It is no secret how vulnerable some of the prisoners shoved behind the doors of solitary confinement are. Only a few people have ever been able to navigate through the many layers surrounding high authorities, keeping information from reaching them, to tell stories, attesting to the truth about what happens with the District Attorney’s Office and the interrogations and such, and this is how the Head of Judiciary was moved to say the words that he did, the same man who upon taking power, had called the Judiciary “in ruins.”

Even if we are sure that such treatment is spared the arrested women, the question is why are you going to such lengths to hide the truth? Why are you hiding facts about a situation over which you and the Head of Judiciary have the least amount of control? Or have you slowly reached a peaceful ground with parts of the Judiciary about whom even your boss is angry?
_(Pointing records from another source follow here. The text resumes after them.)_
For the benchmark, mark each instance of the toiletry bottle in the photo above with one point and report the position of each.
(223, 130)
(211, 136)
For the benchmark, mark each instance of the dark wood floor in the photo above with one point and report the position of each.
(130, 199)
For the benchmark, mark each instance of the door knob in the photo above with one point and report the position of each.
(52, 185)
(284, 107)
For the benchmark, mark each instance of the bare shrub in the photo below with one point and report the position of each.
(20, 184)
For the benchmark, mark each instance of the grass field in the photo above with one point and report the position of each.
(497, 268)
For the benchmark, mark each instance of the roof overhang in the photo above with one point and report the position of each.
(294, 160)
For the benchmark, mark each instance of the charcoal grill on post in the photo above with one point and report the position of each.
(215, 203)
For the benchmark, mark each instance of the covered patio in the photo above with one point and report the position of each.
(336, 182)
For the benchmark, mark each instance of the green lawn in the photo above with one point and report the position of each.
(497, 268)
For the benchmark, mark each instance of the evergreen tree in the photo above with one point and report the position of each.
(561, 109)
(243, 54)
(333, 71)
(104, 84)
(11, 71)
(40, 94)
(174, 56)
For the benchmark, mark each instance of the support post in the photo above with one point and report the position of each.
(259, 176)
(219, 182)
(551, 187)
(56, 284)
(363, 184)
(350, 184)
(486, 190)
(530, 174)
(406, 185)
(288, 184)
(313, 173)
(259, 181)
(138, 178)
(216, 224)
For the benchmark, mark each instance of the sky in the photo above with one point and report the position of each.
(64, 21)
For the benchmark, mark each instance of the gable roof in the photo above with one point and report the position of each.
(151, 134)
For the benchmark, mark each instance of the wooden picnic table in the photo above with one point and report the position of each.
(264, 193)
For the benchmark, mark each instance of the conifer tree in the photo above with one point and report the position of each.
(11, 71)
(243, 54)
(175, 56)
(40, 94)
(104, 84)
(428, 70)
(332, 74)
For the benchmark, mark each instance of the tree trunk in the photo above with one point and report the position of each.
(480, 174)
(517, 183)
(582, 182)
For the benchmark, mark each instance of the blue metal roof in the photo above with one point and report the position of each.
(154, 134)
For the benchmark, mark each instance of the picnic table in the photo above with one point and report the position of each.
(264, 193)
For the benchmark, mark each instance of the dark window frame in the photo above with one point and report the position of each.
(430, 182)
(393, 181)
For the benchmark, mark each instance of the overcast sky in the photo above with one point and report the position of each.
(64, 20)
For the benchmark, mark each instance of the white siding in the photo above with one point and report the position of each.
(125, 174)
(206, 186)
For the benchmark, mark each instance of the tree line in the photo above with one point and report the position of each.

Arrests of women on the pretense of an assembly, prolonged interrogations about their personal and professional affairs and beliefs and such, is starting another project for which Kayhan is salivating, so that once again using the written interrogation reports, editorials are produced. This will neither increase your and Mr. Shahroodi’s prestige, nor will it improve the reputation of the Judiciary. The honest dedicated segments of the Judiciary, who work day and night to uphold justice, are watching these events with concern. All human rights activists are sure that segments of the Judiciary and the Cabinet can return peace of mind to our citizens. Your conservative and non-exact opinions implicitly support the unacceptable behavior of certain individuals within the Judiciary, emboldening them in their illegal behavior. We expect differently from Mr. Shahroodi…You will be indebted to history if you can’t stop the tears of children of those imprisoned. Welcome to the important position of Speaker. Bashful deceptions or responsible assertiveness?